Tumpah Darah R. Tumenggung N. Pradhana

24 2 0
                                    

Tepat satu minggu selesai aku mengikuti ujian nasional SMA,
Den Gung Dhana tetiba meminta sesuatu..

Den Gung Dhana meminta agar aku mengajak Ferry makan malam di lapangan depan sekolah tempat aku dan dia sering bertemu, dia bilang bahwa dia hanya ingin melihat yang mana yang namanya Ferry yang membuat Den Gung Dhana tidak diterima mama.

Den Gung Dhana bilang, dia hanya akan melihat kami dari kejauhan saja. Kemudian, aku turuti permintaan itu.

Di malam sebelum hari kelulusanku (wisuda SMA),
Aku mengajak Ferry makan malam di tempat yang dia tentukan,
aku gak menyangka bahwa kejadian naas terjadi malam itu menimpa Ferry.

Tiba-tiba ada seorang yang lewat dibelakang Ferry, entah siapa, tetapi pria itu seperti sengaja menyenggolkan kopinya hingga tumpah,
Lalu berawal dari keributan kecil, hingga pria tersebut melayangkan tinju pertamanya ke Ferry.

Tiba-tiba datang ramai orang yang ku kira akan melerai keributan itu,
Ternyata justru menyeret Ferry sampai ke lapangan belakang,
Ferry dihajar habis-habisan, aku menyaksikan itu semua sampai darah keluar dari berbagai bagian tubuh Ferry.

Ternyata sejak awal pria pembawa kopi itu sudah settingan Den Gung Dhana. Hingga terjadi penganiayaan selama kurang lebih 1 jam dilakukan 14 orang dan terakhir kaki dana sendiri yang menginjak muka Ferry didepan mata kepalaku.

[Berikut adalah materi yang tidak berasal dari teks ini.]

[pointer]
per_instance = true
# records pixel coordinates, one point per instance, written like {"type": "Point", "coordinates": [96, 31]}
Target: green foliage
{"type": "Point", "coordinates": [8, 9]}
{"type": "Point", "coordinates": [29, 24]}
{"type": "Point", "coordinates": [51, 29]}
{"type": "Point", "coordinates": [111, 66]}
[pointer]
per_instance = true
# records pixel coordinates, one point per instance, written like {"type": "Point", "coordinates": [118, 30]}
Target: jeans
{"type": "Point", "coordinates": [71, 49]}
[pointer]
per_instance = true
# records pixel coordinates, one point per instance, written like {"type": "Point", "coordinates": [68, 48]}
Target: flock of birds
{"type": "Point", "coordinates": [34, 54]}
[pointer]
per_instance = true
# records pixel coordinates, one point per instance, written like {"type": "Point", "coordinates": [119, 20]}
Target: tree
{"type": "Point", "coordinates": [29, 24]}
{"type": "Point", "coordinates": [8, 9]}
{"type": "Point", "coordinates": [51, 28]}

Aku hanya bisa menjerit, menangis,teriak ketakutan melihat darah di mana-mana dan Ferry yang gak berdaya kehabisan nafas dianiaya 14 orang berbadan sebesar Den Gung Dhana.

Aku baru mengerti,
Den Gung Dhana mengungkapkan marahnya atas perlakuan mama ku yang tidak menghargai keberadaannya.

Aku shock luar biasa,
Aku juga kecewa dan berharap Ferry pergi dari rumahku, tapi tidak seperti ini caranya.
Tapi semua sudah terjadi.

Akupun diantar pulang dengan perasaan luar biasa takut, Ferry ditinggal di lapangan dalam kondisi bersimbah darah entah hidup atau mati.

Aku tidak bisa tidur semalaman tapi tidak juga bisa berkata-kata pada Den Gung Dhana.
Dia tidak berhenti chat saat itu BBM. (Black Berry Messenger) mengagungkan dirinya dengan kalimat :
"Inilah aku, aku harus kasih liat sama ibumu dan pecundang itu dan siapa aku. Besar cintaku sama Den Ajeng, tapi bukan berarti aku merima perlakuan ibumu dan aku perlu merendahkan diri untuk sampah piaraan ibumu. Maafin aku Den Ajeng, besok kamu wisuda, secepatnya kita menikah dengan atau tanpa restu ibumu. Lain kali ajari mereka menghormatiku. "

Dramatis?
Seperti tidak nyata?
Aku bersumpah atas nama Tuhan dan seluruh keturunanku, bahwa aku tidak melebihkan atau mengurangi ceritaku.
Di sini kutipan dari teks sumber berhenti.